One priority was to improve preoperative processes. OR leaders developed standardized scheduling and documentation management systems to ensure the department had complete information about patients, procedures and risk factors. Anesthesia worked with the surgeon staff to create standard protocols for pre-surgical testing based on patient comorbidities and surgical invasiveness. In addition, the OR strengthened safety by adopting crew resource management techniques, including a surgical safety checklist.

All told, the changes created a fully coordinated approach to managing the surgical patient from scheduling through post-op admission — essentially a "surgical home" model of care. Over the next four years, key measures like DVT and UTI rates for complex vascular cases dropped by about 75 percent. In 2009, Lutheran General was cited by the American College of Surgeons for having the lowest post-op complication rate of all hospitals in the National Surgical Quality Improvement Program.

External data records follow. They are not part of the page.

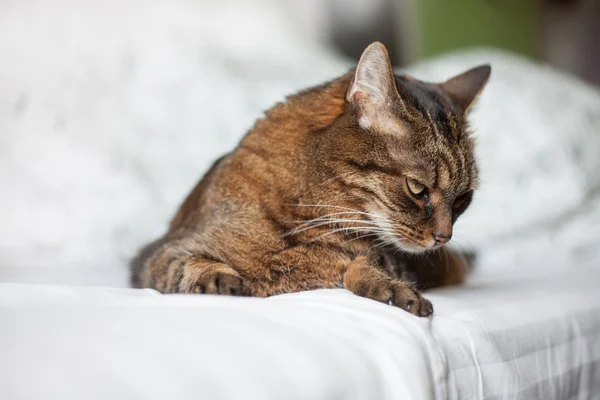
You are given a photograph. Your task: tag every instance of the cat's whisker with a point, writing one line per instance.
(357, 228)
(334, 206)
(325, 217)
(311, 224)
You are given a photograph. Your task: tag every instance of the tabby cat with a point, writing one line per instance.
(339, 185)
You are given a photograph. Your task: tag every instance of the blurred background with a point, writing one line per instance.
(563, 33)
(110, 111)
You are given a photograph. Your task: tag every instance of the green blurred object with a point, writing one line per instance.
(446, 25)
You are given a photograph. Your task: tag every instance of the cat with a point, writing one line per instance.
(335, 187)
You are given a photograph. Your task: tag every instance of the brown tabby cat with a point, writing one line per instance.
(334, 187)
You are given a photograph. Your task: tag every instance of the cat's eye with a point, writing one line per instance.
(415, 187)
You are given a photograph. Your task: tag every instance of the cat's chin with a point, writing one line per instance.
(411, 248)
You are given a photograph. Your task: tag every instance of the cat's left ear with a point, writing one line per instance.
(373, 90)
(463, 89)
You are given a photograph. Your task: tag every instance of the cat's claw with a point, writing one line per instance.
(410, 300)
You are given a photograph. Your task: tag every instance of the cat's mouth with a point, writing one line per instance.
(412, 246)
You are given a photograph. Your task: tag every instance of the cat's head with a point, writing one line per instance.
(409, 150)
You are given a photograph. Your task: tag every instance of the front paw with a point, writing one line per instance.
(409, 299)
(210, 278)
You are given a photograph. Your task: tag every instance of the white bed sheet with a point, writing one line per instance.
(513, 337)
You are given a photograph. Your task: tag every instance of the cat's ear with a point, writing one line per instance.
(465, 88)
(373, 89)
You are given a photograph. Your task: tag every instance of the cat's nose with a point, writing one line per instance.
(441, 238)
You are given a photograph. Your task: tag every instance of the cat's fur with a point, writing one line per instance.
(316, 194)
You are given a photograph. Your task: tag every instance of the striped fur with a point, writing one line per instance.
(315, 195)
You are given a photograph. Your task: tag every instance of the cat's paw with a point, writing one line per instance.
(409, 299)
(211, 278)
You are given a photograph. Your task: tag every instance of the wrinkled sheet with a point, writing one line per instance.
(518, 337)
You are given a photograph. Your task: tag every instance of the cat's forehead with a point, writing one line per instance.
(425, 105)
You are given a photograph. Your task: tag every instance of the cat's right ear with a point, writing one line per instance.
(373, 89)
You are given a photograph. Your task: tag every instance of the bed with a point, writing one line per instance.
(103, 136)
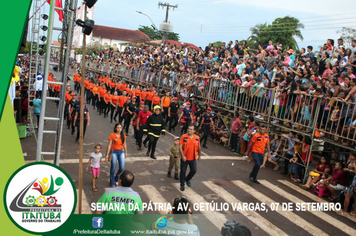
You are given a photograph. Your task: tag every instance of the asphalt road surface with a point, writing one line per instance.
(221, 177)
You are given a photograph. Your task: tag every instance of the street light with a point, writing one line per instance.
(153, 24)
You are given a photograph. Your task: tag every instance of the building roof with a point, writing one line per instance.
(119, 34)
(175, 43)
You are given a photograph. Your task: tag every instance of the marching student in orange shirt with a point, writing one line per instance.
(143, 95)
(149, 98)
(95, 95)
(155, 101)
(165, 102)
(107, 99)
(114, 100)
(258, 143)
(121, 102)
(137, 93)
(190, 151)
(101, 94)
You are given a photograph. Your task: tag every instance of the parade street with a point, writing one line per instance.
(222, 177)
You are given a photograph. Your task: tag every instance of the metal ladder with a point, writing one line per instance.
(33, 70)
(46, 130)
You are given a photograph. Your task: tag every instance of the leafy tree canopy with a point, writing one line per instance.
(282, 30)
(158, 35)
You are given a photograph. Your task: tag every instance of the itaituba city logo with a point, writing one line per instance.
(39, 196)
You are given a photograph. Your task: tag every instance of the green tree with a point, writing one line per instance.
(26, 49)
(347, 34)
(158, 35)
(282, 30)
(217, 44)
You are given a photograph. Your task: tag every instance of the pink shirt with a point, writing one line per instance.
(327, 72)
(269, 48)
(236, 125)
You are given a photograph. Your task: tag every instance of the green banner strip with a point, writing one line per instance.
(13, 19)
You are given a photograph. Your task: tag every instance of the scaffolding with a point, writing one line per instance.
(46, 129)
(34, 57)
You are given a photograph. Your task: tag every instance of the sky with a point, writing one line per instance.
(204, 21)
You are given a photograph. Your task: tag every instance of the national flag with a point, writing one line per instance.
(59, 5)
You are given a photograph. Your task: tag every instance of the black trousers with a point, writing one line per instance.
(206, 131)
(286, 162)
(165, 114)
(152, 142)
(185, 125)
(139, 136)
(149, 104)
(170, 119)
(183, 169)
(78, 128)
(128, 117)
(112, 108)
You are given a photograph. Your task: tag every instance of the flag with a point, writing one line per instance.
(58, 4)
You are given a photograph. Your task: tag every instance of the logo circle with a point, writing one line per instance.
(39, 197)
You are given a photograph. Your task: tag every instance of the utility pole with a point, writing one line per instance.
(168, 6)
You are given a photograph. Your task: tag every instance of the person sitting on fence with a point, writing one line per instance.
(321, 183)
(320, 168)
(336, 182)
(275, 146)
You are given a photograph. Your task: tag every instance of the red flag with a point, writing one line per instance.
(58, 4)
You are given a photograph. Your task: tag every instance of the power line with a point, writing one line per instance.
(274, 28)
(284, 23)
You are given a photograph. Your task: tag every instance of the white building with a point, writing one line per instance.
(117, 38)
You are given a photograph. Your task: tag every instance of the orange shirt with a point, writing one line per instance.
(114, 99)
(122, 101)
(95, 90)
(107, 97)
(76, 77)
(137, 92)
(156, 100)
(90, 85)
(166, 101)
(87, 84)
(117, 144)
(190, 146)
(143, 95)
(259, 143)
(102, 92)
(129, 91)
(150, 95)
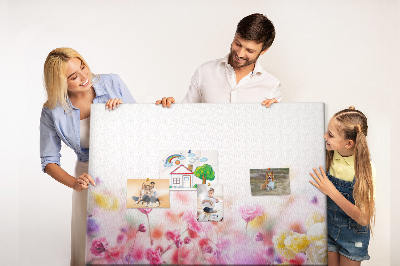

Importantly, care model innovation helped control total costs. Lutheran General's length of stay for some key procedures was one-third lower than U.S. mean outcomes. And the hospital's readmission rate for surgery patients was 25 percent below the national average.

A viable path
The common characteristic of all these ORs is that they have forged a viable path between rising quality expectations and falling payment. As healthcare reform continues to develop, following this path is the key to maintaining a hospital's bottom-line results.

Jeffry Peters is president and CEO of Surgical Directions.